Yoshinaga Daisuke, Craven Isabel, Feng Rui, Prondzynski Maksymilian, Shani Kevin, Tharani Yashasvi, Mayourian Joshua, Joseph Milosh, Walker David, Bortolin Raul H, Carreon Chrystalle Katte, Boss Bridget, Upton Sheila, Parker Kevin Kit, Pu William T, Bezzerides Vassilios J
Department of Cardiology, Boston Children's Hospital, Harvard Medical School, Boston, MA, USA.
Disease Biophysics Group, Wyss Institute for Biologically Inspired Engineering, Harvard John A. Paulson School of Engineering and Applied Sciences, Allston, MA, USA.
Nat Commun. 2025 Apr 16;16(1):3604. doi: 10.1038/s41467-025-58539-2.
N-terminal acetyltransferases including NAA10 catalyze N-terminal acetylation, an evolutionarily conserved co- and post-translational modification. However, little is known about the role of N-terminal acetylation in cardiac homeostasis. To gain insight into cardiac-dependent NAA10 function, we studied a previously unidentified NAA10 variant p.(Arg4Ser) segregating with QT-prolongation, cardiomyopathy, and developmental delay in a large kindred.

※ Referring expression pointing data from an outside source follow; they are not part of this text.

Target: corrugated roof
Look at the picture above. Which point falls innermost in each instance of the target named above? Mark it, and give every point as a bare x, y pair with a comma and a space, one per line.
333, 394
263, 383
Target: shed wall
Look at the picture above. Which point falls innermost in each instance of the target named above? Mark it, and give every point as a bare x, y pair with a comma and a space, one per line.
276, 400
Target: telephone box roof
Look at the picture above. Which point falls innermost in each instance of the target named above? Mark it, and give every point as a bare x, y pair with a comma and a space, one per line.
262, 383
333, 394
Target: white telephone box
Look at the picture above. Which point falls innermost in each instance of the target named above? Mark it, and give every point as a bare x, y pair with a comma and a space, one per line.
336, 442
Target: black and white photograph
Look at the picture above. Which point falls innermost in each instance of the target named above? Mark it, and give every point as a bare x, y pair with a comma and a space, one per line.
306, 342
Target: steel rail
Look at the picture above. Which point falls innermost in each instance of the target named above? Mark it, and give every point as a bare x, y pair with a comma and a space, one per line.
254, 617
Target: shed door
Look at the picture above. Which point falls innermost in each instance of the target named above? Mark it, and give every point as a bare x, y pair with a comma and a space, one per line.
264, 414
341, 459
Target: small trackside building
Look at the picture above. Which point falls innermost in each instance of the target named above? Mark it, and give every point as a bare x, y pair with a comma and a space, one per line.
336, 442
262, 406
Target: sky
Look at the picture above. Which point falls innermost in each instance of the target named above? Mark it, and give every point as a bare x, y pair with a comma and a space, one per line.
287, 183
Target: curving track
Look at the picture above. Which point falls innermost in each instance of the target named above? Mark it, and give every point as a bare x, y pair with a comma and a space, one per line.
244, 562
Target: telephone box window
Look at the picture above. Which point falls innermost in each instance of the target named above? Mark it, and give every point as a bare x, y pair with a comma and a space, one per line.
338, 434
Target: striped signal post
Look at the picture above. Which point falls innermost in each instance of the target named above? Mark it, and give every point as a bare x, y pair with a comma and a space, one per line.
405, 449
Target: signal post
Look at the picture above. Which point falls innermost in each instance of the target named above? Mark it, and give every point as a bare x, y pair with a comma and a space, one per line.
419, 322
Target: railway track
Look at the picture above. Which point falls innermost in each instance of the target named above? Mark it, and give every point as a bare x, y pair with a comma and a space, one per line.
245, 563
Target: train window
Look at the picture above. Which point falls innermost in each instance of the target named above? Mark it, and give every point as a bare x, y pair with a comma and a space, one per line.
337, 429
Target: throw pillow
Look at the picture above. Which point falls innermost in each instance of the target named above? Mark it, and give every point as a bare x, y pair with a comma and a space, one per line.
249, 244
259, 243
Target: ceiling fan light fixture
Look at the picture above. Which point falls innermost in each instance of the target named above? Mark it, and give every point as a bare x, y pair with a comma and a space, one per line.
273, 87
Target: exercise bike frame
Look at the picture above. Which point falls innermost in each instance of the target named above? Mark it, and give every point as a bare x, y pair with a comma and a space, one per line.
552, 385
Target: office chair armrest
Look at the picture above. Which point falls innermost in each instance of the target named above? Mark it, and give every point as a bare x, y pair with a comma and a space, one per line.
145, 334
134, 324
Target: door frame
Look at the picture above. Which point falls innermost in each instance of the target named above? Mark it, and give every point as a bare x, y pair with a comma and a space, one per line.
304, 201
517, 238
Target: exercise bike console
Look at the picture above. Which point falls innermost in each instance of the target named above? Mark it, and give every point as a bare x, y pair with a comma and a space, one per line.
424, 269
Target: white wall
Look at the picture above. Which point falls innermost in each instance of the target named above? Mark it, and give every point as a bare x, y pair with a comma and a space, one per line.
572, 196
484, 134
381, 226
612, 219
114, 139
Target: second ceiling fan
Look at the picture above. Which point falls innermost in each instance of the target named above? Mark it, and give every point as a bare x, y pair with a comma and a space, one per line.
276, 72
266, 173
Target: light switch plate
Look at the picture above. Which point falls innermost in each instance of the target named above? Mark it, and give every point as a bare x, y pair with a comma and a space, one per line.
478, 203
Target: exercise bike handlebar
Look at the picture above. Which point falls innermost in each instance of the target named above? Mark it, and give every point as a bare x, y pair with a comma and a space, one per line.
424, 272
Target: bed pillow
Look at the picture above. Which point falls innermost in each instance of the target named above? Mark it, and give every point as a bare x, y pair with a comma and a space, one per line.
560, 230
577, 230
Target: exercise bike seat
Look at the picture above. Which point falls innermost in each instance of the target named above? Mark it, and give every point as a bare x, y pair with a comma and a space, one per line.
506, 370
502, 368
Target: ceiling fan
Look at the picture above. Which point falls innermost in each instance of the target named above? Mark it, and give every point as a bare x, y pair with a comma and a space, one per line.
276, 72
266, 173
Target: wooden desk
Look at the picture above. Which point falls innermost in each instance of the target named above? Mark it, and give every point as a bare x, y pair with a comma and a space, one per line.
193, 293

Here, we show that the NAA10 variant reduced enzymatic activity, decreased NAA10-NAA15 complex formation, and destabilized the enzymatic complex N-terminal acetyltransferase A. In NAA10-induced pluripotent stem-cell-derived cardiomyocytes (iPSC-CMs), dysregulation of the late sodium and slow delayed rectifier potassium currents caused severe repolarization abnormalities, consistent with clinical QT prolongation. Engineered heart tissues generated from NAA10-iPSC-CMs had significantly decreased contractile force and sarcomeric disorganization, consistent with the pedigree's cardiomyopathic phenotype. Proteomic studies revealed dysregulation of metabolic pathways and cardiac structural proteins. We identified small molecule and genetic therapies that normalized the phenotype of NAA10-iPSC-CMs. Our study defines the roles of N-terminal acetylation in cardiac regulation and delineates mechanisms underlying QT prolongation, arrhythmia, and cardiomyopathy caused by NAA10 dysfunction.
包括NAA10在内的N端乙酰转移酶催化N端乙酰化,这是一种进化上保守的共翻译和翻译后修饰。然而,关于N端乙酰化在心脏稳态中的作用知之甚少。为了深入了解心脏依赖的NAA10功能,我们研究了一个先前未鉴定的NAA10变体p.(Arg4Ser),它在一个大家族中与QT延长、心肌病和发育迟缓相关。在这里,我们表明NAA10变体降低了酶活性,减少了NAA10-NAA15复合物的形成,并使酶复合物N端乙酰转移酶A不稳定。在NAA10诱导的多能干细胞衍生的心肌细胞(iPSC-CMs)中,晚期钠电流和缓慢延迟整流钾电流的失调导致严重的复极异常,这与临床QT延长一致。由NAA10-iPSC-CMs生成的工程心脏组织收缩力显著降低,肌节紊乱,这与该家族的心肌病表型一致。蛋白质组学研究揭示了代谢途径和心脏结构蛋白的失调。我们确定了使NAA10-iPSC-CMs表型正常化的小分子和基因疗法。我们的研究定义了N端乙酰化在心脏调节中的作用,并阐明了由NAA10功能障碍引起的QT延长、心律失常和心肌病的潜在机制。